ブラック王子に狙われて②
至極冷静に尋ねてみた。
別に苛ついてCDを割るつもりじゃない。
どんな風に保管されてるのか、知りたいだけ。
大事にされればされるほど、
俺の感情が穏やかでなくなるのは言うまでもない。
「CD?……『SëI』の?」
「ん。先週買ったやつ」
「それなら、リビングだけど」
「は?」
「ママもね、『SëI』のファンなの。だから、リビングで聴けるようにテレビボードのところにあるけど?」
「……へぇ」
そういうことか。
なんか、ちょっと安心した。
絢のことだから、どこかの引き出しに大事にしまって
鍵までかけて、毎日眺めてそうな気がしたから。
「慧くん、聴きたいの?」
「いや」
「ん?」
「気にしなくていい。

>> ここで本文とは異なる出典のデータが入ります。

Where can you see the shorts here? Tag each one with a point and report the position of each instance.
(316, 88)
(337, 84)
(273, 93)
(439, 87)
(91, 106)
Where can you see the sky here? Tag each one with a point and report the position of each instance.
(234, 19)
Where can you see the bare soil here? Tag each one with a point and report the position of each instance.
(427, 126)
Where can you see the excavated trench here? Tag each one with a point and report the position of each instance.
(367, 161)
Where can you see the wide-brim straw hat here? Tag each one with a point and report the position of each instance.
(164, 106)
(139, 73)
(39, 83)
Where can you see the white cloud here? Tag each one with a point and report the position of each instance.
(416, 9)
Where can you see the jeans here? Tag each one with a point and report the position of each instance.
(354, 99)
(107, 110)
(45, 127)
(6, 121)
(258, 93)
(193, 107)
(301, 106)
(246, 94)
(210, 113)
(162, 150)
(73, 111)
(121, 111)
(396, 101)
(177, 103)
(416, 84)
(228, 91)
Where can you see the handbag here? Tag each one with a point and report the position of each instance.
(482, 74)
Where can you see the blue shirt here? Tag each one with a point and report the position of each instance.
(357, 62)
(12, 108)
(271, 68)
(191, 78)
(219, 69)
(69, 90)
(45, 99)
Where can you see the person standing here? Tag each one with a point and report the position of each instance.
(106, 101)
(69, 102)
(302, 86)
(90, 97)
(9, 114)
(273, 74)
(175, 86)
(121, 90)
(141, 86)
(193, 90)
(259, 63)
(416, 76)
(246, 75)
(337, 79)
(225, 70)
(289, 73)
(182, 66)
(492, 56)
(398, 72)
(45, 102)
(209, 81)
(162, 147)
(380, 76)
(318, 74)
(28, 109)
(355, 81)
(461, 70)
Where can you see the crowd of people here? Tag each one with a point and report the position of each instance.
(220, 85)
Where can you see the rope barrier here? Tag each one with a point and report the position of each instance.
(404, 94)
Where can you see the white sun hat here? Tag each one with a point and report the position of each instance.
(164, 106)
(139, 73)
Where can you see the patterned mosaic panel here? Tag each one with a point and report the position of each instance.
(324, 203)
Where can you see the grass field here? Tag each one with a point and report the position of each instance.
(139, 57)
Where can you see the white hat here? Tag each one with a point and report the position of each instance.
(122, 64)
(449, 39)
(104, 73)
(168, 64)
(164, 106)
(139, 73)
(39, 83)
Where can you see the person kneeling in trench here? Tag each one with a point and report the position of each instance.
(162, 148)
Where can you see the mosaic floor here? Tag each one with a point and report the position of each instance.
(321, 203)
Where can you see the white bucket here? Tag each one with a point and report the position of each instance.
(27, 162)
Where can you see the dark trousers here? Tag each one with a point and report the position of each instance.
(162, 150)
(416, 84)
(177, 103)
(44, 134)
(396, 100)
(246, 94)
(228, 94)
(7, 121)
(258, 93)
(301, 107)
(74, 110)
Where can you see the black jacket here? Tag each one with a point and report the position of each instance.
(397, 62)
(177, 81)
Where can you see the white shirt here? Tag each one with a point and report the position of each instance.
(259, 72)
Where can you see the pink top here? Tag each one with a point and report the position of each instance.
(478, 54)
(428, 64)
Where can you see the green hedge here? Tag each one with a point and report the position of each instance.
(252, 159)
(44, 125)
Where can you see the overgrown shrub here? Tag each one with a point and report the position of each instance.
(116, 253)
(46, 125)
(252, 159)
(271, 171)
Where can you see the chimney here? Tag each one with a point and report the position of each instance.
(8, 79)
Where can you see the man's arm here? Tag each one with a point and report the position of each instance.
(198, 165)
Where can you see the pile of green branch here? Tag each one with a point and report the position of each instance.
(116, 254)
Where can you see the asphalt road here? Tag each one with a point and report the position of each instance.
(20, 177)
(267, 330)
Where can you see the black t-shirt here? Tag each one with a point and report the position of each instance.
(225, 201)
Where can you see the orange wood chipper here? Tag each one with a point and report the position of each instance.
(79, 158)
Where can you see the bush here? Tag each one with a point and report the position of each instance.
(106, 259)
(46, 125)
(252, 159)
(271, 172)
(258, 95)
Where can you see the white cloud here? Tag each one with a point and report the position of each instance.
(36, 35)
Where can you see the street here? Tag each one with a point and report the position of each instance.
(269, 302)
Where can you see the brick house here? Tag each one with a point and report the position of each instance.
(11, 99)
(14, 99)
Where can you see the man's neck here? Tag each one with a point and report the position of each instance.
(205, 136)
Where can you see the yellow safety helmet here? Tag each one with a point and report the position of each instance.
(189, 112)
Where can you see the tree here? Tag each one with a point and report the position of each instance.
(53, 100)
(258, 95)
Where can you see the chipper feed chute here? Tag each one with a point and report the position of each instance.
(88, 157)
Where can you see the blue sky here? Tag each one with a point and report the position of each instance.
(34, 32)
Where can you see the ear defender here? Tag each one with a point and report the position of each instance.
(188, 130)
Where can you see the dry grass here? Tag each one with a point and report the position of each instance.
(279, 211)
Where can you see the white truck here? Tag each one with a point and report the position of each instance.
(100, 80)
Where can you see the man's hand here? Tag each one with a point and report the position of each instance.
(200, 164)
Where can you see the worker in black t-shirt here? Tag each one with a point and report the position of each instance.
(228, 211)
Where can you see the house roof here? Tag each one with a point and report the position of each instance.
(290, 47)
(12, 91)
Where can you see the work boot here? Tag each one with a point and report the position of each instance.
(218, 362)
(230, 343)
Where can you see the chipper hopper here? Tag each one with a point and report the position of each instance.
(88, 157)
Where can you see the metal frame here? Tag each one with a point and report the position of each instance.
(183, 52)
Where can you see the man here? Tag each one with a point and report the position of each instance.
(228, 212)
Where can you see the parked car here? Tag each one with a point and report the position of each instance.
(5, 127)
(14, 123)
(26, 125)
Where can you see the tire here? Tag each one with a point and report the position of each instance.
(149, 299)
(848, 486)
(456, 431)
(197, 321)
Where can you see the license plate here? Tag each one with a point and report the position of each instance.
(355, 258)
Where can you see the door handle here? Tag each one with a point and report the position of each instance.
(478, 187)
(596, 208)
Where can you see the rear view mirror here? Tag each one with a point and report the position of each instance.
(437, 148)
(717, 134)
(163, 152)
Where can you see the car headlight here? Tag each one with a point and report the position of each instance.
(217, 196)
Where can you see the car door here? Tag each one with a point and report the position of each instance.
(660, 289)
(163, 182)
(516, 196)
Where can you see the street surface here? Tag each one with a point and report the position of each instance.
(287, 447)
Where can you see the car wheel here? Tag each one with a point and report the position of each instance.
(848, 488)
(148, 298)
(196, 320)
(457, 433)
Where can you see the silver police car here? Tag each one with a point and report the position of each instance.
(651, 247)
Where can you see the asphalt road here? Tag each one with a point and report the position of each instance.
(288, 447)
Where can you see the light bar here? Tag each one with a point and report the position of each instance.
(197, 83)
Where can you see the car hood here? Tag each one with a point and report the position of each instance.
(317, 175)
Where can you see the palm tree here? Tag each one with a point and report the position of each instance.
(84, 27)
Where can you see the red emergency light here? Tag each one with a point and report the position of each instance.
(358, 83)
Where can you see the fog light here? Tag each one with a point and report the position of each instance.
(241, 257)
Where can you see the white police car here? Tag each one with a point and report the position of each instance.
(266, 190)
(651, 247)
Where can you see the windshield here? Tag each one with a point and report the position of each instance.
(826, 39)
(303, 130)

それより、試験結果は?」
「あっ、そうだった!」
レモンティーを口にして、彼女に手を差し出す。
「おぉぉっ、めっちゃ頑張ったじゃん!」
「でしょ?」
えへへっと可愛らしい笑みを溢す絢。
結果は今までで一番の出来だ。
8教科も最高得点を叩き出し、
勿論、クラス順位も普通科の順位も1位をキープ。
更に、学年順位(特進科含む)が、
中間試験の32位から、17位に爆上がりした。